11/16/16 – 11/19/16
After a long night/day of flights the group safely arrived in Chiang Mai. At the airport we were greeted by Pastor Sarah, whom had already been in the city for almost two full days. As jet lag began to set in, most members of our group made their way to their rooms to get some food and to their rooms to unwind. The streets were filled with smiles and smells, some not so familiar, yet very pleasing. After some down time, a prayer walk through Chiang Mai’s red light district led us to our first dinner meal as a group before our trip to the border the following morning. Fruit juices and curry dinners lined the table, fitting for the restaurant’s name, “The Whole Earth,” but only a few dared ask for “Thai Spicy.”
As our minds were set on the goal ahead, jet lag seemed like no obstacle. Suitcases being stacked into vans, and small bags tagging along with us to our seats, we were on our way to the border. The Chiang Mai Aquaculture Development Farm was the first stop of our estimated five hour drive. From fish, to egg, and back to fingerling, this faith based tilapia fish farm produces 1.5 million fish for sale per month, with only 40 total workers. After a humid tour through the farm, we prayed for the success of their business, as it provides food and salary for many of the families in rural areas nearby, and for rain during this drought Thailand is experiencing. Back on the road we went, and prior to the mountains, Dramamine seemed to be the meal of choice. After a few more hours, we stopped for a flavorful lunch in the mountains right on the river. We purchased pie’s for the girls and boys across the border, ranging from our traditional apple pie to a tropical pineapple pie.

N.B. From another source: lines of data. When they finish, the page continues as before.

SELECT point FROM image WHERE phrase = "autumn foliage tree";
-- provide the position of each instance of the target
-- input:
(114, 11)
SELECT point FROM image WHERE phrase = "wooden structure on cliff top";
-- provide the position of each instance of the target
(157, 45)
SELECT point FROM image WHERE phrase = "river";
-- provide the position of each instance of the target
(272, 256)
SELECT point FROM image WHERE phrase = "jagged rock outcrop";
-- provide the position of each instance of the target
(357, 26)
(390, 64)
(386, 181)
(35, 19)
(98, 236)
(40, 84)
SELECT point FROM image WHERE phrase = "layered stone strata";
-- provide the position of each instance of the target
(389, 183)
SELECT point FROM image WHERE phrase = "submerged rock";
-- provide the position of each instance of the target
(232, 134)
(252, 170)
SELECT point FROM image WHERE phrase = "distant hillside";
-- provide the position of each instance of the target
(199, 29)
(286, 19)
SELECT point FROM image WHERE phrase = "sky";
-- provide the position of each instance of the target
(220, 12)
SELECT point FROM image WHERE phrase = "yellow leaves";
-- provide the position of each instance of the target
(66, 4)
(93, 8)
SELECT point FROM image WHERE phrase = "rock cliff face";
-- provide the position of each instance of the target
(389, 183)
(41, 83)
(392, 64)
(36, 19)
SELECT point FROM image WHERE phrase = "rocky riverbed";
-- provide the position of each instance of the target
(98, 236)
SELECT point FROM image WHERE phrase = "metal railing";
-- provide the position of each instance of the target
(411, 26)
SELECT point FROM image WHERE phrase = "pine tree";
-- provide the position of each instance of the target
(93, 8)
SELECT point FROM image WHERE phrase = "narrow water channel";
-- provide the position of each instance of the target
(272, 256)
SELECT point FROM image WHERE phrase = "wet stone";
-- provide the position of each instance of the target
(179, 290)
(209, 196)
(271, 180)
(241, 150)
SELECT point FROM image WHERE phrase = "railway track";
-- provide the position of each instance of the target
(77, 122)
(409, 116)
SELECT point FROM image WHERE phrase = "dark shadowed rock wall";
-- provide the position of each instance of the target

With the border nearing, not even a flat tire nor van change could stray us from bringing smiles and positivity to our family. At the border we were greeted by a big smile from Leik, the Home leader and pastor, and after playing suitcase Tetris in the back of her truck, we grabbed our handbags and walked across the border bridge. Fitting into our “9 star hotel” rooms was quick and flawless as we were all anxious to meet and/or reconnect with the smiles of our family across the border. Never have I seen so much light from a smile, and so much joy from hugs, high fives, and the exchange of names. As guests, we all sat down to a deliciously prepared meal, followed by introductions and a great worship service led by the home band. They give the David Crowder Band a run for their money. Saying goodnight was difficult, but tomorrow we look forward to a church service and continuation of building hope in the eyes of Christs children.